# DIC says Ice possible but it’s 95 degrees outside!



## Pujols5 (9 mo ago)

Anyone else had this issue? 2017 Cruze says ice possible but it’s 95 degrees outside? I recently replaced the under hood fuse block from the GM dealer because of a cooling fan issue and I unhooked the battery before replacing the fuse block. After I hooked the battery back up it says ice possible..


----------



## aaronmk4 (8 mo ago)

What's your ambient air temperature sensor reading at?


----------



## Pujols5 (9 mo ago)

I didn’t check it. I scanned for codes but nothing about the ambient sensor came up. I’ll check it first thing tomorrow.


----------



## aaronmk4 (8 mo ago)

Typically this message is due to the ambient air temperature sensor reading, I believe, 37 degrees or lower (don't quote me on that). You may have a faulty sensor, but I'd look into that direction.
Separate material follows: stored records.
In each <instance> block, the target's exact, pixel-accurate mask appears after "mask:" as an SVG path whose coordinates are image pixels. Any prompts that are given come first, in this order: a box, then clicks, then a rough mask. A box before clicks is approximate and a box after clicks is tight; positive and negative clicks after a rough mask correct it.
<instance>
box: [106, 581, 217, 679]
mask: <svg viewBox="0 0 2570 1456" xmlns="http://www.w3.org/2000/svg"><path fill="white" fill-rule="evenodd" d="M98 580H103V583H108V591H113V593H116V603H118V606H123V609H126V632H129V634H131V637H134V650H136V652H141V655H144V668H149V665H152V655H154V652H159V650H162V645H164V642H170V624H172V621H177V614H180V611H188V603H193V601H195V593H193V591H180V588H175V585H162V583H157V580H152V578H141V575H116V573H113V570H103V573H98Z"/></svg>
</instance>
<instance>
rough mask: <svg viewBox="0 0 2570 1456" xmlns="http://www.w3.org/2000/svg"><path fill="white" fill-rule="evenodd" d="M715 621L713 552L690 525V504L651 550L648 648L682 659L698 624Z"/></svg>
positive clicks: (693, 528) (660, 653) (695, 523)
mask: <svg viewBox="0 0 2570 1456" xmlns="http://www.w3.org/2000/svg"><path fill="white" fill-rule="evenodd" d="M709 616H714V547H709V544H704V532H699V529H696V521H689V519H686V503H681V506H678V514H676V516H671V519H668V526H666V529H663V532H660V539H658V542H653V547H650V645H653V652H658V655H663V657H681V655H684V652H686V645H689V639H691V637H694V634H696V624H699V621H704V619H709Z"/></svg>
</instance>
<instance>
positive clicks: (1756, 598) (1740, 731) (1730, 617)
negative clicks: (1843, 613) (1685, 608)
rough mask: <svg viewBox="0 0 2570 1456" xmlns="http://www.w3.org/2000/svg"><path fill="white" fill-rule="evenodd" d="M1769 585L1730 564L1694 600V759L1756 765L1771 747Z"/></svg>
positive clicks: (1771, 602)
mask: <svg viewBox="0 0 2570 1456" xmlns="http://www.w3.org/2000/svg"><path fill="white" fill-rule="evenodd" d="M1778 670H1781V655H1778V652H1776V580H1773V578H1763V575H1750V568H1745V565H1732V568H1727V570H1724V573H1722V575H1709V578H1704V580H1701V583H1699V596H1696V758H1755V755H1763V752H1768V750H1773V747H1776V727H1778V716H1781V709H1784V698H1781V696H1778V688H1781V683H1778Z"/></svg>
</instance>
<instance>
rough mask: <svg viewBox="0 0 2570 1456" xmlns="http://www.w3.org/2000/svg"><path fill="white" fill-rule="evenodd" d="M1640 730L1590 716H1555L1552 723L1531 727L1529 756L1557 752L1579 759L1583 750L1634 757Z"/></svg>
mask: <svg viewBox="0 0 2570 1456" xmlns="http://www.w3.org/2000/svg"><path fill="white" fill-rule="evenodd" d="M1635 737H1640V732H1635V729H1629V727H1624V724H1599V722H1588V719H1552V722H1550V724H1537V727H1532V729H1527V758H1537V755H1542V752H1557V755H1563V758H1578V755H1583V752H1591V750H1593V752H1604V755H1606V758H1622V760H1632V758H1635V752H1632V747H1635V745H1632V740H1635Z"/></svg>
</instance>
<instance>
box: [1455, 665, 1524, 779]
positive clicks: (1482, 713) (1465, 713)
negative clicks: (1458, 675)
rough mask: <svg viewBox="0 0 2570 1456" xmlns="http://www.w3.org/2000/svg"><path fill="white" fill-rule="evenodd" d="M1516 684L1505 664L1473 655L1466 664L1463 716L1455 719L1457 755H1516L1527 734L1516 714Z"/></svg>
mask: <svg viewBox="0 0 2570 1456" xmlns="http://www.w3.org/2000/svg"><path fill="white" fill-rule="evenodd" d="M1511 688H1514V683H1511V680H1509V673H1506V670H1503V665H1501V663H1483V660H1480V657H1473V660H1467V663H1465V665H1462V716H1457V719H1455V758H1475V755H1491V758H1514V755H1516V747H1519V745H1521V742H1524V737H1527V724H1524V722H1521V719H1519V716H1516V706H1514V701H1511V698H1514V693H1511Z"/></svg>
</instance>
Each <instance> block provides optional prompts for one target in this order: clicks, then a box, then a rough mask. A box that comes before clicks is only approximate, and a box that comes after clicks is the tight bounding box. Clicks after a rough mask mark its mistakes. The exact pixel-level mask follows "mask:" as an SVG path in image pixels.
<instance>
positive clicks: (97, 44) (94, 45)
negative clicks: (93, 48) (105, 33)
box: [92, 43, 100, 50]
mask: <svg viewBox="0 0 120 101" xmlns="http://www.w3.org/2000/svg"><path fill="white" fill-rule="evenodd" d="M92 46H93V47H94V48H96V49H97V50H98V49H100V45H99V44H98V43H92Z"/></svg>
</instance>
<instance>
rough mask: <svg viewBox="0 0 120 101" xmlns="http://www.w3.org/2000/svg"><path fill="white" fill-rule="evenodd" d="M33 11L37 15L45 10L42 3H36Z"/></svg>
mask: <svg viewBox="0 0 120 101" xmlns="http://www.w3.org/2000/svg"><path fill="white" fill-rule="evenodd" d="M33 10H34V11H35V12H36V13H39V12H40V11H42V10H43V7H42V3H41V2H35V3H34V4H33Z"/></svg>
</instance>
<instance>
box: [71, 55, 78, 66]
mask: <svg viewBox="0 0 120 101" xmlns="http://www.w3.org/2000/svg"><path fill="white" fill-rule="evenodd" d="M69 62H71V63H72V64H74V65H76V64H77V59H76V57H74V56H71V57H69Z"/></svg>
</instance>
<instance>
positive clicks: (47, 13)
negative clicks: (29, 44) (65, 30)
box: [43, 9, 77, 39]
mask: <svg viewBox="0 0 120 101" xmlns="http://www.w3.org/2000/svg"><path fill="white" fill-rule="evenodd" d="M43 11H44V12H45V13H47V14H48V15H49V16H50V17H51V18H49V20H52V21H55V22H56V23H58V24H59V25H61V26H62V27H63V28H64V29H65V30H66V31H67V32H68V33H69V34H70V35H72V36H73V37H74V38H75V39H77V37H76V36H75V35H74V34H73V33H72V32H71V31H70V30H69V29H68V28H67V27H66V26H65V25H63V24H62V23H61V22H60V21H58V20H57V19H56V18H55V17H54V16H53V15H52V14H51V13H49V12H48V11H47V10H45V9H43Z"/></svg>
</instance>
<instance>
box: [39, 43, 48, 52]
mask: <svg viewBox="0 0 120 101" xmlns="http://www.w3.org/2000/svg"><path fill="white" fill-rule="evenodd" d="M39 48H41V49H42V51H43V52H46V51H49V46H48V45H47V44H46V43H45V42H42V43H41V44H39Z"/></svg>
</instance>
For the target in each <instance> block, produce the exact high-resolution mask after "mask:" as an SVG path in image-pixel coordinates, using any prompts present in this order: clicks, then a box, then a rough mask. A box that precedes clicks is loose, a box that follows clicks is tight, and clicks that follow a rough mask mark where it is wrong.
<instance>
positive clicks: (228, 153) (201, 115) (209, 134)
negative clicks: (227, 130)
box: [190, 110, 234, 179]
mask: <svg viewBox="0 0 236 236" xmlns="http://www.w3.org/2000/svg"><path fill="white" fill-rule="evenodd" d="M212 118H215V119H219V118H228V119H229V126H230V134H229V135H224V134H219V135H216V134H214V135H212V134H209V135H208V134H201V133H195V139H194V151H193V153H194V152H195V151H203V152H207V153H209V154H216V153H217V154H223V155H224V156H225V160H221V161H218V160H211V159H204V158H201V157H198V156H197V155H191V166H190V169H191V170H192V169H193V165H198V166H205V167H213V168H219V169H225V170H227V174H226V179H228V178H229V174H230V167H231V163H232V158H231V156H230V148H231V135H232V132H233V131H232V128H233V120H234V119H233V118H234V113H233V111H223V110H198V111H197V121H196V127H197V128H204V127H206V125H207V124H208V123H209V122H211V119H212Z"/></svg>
You should get a temperature reading somewhere on your radio screen, maybe information center on your dash.


----------



## 17Hatch6MT (Dec 28, 2015)

Just saw a YouTube video by Rainman Ray. He replaced the battery in a Silverado & noted the ambient air temp was shown as 32F after the change. Said this was expected - there was a bulletin from GM on it - and that the temp would reset itself after a while, no need to fix anything.


----------



## Pujols5 (9 mo ago)

Thanks, thats good news!


----------